I’ve just returned from holiday in France where, like most summers, the country has been convulsed by national strike action, this time over Nicolas Sarkozy’s plan to raise the legal retirement age from 60 to 62. Back at home, as the TUC conference gets underway in Manchester, talk of a “winter of discontent” is growing as unions discuss the possibility of coordinated strikes and civil disobedience to resist the coalition’s spending cuts.
Brendan Barber, the TUC general secretary (interviewed by my colleague Jon Bernstein in the current issue), sounded a more moderate tone on the Today programme this morning, noting that he had not called for “counterproductive” civil disobedience and emphasising the need to come up with a practical alternative to the coalition’s slash-and-burn economics.
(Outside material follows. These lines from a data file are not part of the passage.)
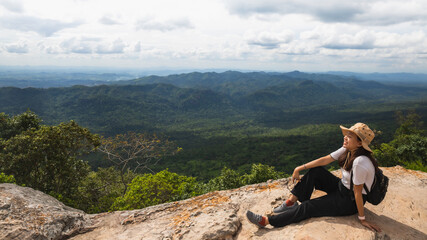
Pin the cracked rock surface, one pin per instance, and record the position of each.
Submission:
(216, 215)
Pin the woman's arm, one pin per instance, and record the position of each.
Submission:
(361, 209)
(315, 163)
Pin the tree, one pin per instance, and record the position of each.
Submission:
(152, 189)
(48, 158)
(6, 178)
(99, 190)
(135, 151)
(261, 173)
(409, 146)
(12, 126)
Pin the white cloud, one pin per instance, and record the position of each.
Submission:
(44, 27)
(74, 45)
(17, 48)
(115, 47)
(243, 34)
(361, 40)
(165, 25)
(365, 12)
(270, 40)
(109, 20)
(12, 5)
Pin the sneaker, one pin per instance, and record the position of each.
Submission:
(254, 218)
(283, 207)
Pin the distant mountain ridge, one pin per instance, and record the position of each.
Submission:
(154, 101)
(226, 119)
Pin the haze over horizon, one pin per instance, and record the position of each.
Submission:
(269, 35)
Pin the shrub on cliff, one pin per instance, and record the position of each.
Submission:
(152, 189)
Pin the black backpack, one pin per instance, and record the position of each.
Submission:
(378, 189)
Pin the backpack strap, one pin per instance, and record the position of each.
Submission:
(351, 184)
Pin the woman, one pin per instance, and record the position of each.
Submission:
(354, 156)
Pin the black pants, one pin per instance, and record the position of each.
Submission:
(337, 202)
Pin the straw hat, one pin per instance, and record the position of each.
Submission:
(363, 132)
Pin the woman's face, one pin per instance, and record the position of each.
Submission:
(351, 142)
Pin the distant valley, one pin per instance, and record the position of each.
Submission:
(226, 119)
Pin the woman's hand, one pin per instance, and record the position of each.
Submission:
(371, 226)
(295, 175)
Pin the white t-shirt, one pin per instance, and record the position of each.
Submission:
(363, 170)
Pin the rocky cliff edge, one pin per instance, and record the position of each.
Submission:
(29, 214)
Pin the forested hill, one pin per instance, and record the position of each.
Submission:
(193, 100)
(227, 119)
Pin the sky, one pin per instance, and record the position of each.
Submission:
(260, 35)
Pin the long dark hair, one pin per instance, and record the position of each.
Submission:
(359, 152)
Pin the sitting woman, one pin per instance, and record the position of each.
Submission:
(354, 156)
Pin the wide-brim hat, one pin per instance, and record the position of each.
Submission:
(363, 132)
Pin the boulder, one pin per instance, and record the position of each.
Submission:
(217, 215)
(26, 213)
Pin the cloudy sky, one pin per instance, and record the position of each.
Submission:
(270, 35)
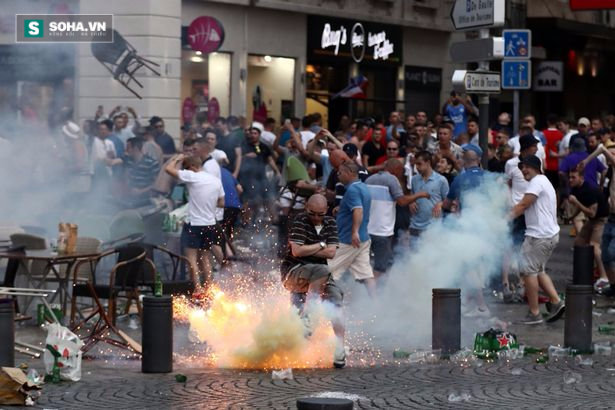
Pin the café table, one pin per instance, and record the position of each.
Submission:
(52, 261)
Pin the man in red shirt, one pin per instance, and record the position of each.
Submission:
(553, 137)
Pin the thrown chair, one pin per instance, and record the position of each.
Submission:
(124, 280)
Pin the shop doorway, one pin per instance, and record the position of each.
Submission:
(270, 87)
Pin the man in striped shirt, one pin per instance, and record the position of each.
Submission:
(312, 239)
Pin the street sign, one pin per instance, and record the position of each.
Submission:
(516, 74)
(471, 14)
(592, 4)
(476, 82)
(517, 44)
(483, 49)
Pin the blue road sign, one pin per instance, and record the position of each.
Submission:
(516, 74)
(517, 44)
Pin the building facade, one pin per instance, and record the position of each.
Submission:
(282, 58)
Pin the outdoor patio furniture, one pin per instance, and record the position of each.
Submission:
(123, 282)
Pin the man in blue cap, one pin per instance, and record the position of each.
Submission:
(470, 179)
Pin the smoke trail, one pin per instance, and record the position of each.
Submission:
(446, 253)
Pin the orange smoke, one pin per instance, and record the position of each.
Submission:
(258, 331)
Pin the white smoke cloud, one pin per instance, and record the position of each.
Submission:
(400, 316)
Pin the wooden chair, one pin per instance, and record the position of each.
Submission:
(32, 243)
(124, 280)
(10, 273)
(171, 284)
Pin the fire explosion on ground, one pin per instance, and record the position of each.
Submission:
(256, 330)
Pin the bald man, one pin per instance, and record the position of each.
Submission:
(312, 240)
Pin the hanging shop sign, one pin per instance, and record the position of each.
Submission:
(340, 39)
(205, 34)
(422, 78)
(549, 76)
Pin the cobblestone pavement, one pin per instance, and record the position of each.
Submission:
(119, 384)
(402, 387)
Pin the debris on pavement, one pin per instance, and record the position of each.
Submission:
(284, 374)
(456, 398)
(15, 388)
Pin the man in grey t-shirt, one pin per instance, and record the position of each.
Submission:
(429, 181)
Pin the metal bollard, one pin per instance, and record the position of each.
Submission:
(7, 333)
(324, 403)
(578, 322)
(446, 320)
(157, 335)
(583, 265)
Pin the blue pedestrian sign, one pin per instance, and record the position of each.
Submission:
(517, 44)
(516, 74)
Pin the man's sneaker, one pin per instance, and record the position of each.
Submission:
(339, 357)
(608, 291)
(477, 312)
(507, 294)
(532, 319)
(308, 326)
(601, 284)
(557, 310)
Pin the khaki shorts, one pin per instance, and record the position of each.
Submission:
(314, 278)
(535, 253)
(354, 259)
(591, 232)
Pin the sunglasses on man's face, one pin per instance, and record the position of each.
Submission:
(316, 214)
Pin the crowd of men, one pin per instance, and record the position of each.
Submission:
(344, 200)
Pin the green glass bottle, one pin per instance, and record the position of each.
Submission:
(55, 372)
(158, 285)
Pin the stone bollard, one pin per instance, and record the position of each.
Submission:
(583, 265)
(446, 320)
(578, 322)
(7, 333)
(157, 335)
(323, 403)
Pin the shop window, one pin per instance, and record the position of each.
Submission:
(270, 88)
(205, 77)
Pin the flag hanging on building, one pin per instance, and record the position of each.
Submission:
(356, 88)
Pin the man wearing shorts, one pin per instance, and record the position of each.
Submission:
(199, 231)
(539, 204)
(312, 240)
(386, 193)
(352, 220)
(592, 203)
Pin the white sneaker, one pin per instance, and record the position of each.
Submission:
(600, 284)
(133, 323)
(308, 326)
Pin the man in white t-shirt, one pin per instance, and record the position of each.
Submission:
(217, 154)
(539, 204)
(307, 135)
(267, 135)
(199, 231)
(518, 187)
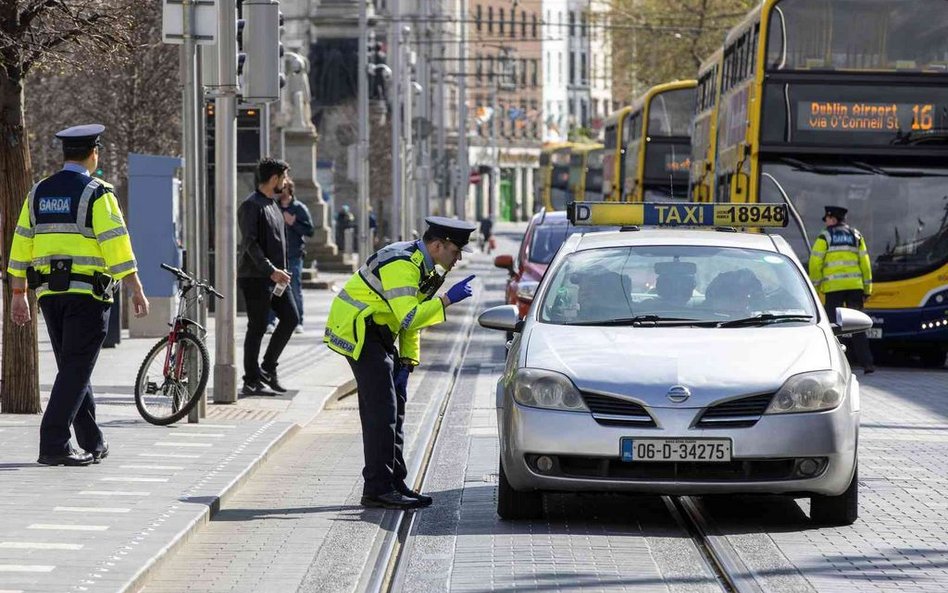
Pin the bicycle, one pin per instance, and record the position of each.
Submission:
(166, 388)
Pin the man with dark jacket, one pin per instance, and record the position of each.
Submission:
(263, 277)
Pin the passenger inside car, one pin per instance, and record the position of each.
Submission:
(674, 284)
(734, 292)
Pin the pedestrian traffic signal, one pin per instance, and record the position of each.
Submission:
(263, 71)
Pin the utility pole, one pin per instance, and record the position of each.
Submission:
(464, 169)
(394, 36)
(225, 228)
(363, 148)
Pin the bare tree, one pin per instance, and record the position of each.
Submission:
(656, 41)
(33, 33)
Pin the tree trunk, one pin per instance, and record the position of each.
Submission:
(19, 390)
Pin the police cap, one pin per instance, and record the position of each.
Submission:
(453, 230)
(837, 212)
(79, 137)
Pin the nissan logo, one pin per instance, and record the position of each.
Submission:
(678, 394)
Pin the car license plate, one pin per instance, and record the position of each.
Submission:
(675, 449)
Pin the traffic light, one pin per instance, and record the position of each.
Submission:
(263, 70)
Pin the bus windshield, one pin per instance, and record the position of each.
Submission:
(901, 211)
(878, 35)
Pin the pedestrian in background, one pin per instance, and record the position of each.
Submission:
(263, 277)
(299, 226)
(841, 270)
(72, 247)
(388, 301)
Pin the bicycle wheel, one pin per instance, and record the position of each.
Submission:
(163, 398)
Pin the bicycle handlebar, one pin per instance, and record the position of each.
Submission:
(182, 275)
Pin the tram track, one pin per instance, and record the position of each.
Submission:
(721, 559)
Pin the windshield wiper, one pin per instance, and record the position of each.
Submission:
(763, 319)
(648, 320)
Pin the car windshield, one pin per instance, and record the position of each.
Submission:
(901, 211)
(678, 284)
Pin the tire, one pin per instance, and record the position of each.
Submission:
(150, 403)
(513, 504)
(837, 511)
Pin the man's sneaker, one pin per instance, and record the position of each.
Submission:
(270, 378)
(255, 388)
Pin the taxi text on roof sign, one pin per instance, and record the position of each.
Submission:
(676, 214)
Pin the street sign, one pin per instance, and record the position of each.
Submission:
(203, 28)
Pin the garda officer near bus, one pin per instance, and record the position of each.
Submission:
(385, 304)
(840, 269)
(71, 246)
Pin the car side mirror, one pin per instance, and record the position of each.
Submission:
(505, 318)
(850, 321)
(504, 262)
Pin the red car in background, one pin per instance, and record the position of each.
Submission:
(545, 234)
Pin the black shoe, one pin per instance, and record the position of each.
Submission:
(424, 499)
(391, 500)
(270, 378)
(255, 388)
(99, 454)
(66, 458)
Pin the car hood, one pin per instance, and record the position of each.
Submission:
(644, 363)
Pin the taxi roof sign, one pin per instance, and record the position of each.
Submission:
(676, 214)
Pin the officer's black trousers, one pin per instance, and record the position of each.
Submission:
(382, 411)
(260, 301)
(77, 325)
(852, 299)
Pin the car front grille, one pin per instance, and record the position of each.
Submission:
(735, 413)
(615, 469)
(612, 411)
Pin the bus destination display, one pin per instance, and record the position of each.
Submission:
(858, 116)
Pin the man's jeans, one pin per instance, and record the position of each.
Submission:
(294, 266)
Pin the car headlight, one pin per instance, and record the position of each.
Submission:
(545, 389)
(809, 392)
(526, 290)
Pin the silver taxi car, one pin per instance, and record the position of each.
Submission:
(681, 362)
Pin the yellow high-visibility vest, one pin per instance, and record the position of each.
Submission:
(387, 290)
(72, 216)
(839, 260)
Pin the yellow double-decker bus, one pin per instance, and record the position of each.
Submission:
(585, 172)
(705, 128)
(613, 158)
(554, 175)
(658, 143)
(846, 103)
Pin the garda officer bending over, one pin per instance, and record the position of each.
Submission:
(840, 269)
(387, 301)
(72, 247)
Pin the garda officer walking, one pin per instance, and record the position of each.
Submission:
(840, 269)
(387, 301)
(71, 246)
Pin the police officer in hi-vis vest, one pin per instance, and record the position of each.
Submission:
(375, 321)
(840, 269)
(72, 247)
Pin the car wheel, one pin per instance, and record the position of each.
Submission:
(837, 510)
(513, 504)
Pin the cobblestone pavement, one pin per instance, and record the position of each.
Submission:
(103, 527)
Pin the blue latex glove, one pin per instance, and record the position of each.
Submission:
(401, 381)
(460, 291)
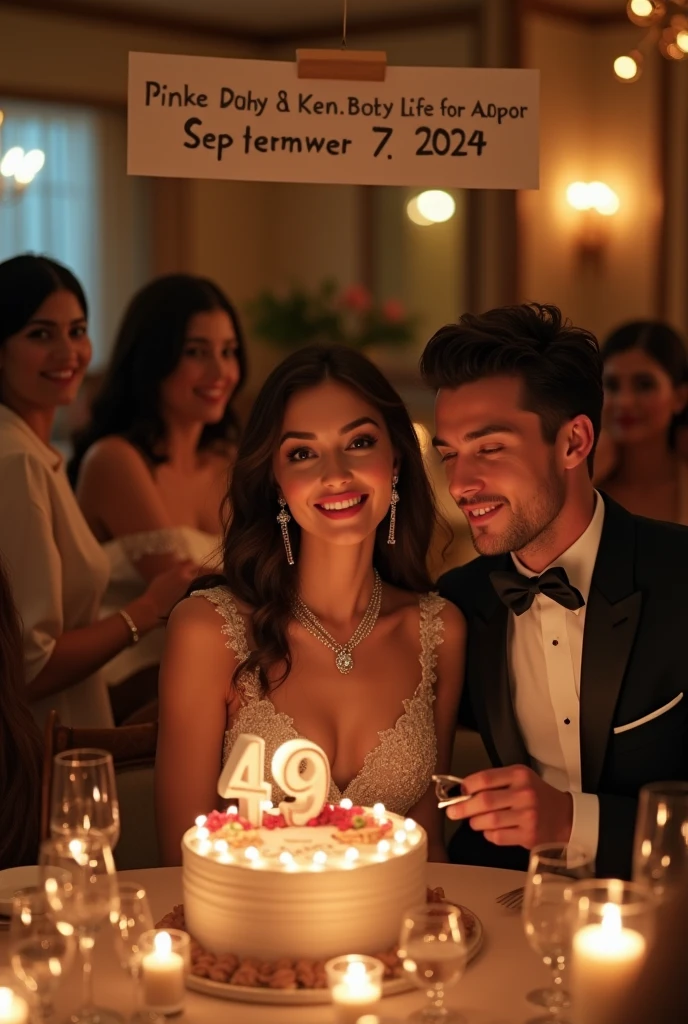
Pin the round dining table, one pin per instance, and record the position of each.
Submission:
(492, 989)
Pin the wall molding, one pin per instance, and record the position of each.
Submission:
(110, 12)
(569, 11)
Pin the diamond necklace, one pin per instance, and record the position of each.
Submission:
(343, 656)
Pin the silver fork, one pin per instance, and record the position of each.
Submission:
(513, 900)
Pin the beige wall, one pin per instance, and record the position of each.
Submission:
(593, 127)
(247, 236)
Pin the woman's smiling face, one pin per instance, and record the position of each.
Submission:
(335, 463)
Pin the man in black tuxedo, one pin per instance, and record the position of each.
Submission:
(576, 610)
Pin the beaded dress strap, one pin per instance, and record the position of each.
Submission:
(233, 628)
(432, 628)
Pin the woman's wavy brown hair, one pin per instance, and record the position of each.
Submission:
(256, 570)
(20, 745)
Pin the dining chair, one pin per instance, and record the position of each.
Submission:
(133, 750)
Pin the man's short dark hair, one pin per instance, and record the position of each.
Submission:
(559, 365)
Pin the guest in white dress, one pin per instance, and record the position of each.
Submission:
(152, 468)
(323, 625)
(57, 570)
(645, 396)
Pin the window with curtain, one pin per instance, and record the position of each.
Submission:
(81, 209)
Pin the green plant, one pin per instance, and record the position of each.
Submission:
(330, 315)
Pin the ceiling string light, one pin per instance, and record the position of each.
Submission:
(17, 169)
(667, 25)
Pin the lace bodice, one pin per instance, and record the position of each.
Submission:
(397, 771)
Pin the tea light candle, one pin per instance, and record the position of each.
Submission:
(606, 961)
(355, 985)
(355, 994)
(163, 977)
(13, 1010)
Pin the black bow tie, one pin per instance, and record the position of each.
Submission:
(518, 591)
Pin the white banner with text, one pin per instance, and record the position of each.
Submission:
(256, 120)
Meanwhile, figures from the right of the union movement, such as Unite’s putative general secretary, Les Bayliss, are warning that strike action will deprive the public of vital services at a time when they need them most. He said: “Strikes will also change the victims – our members – into the villains of the piece. The story will get changed from government savagery to union militancy.” But I’d be surprised if his more militant comrades are dissuaded.
There’s a big dilemma for the next Labour leader in all of this: should the party support strike action to protect jobs and prevent cuts? With all the candidates frequently expressing their pride at receiving union backing in the leadership contest, it’s unthinkable that they won’t be challenged to take a position. Harriet Harman has set the bar high, noting that the party is in a “militant” mood (a word surely blacklisted during the New Labour years) and, admirably, mounting a defence of the right to the strike.
The balancing act for the next leader, one suspects, will be staying on the right side of public opinion. But if as one Liberal Democrat cabinet minister predicts, the coming cuts reduce Tory support to just 25 per cent (he expects Lib Dem support to hit 5 per cent), that shouldn’t be a problem.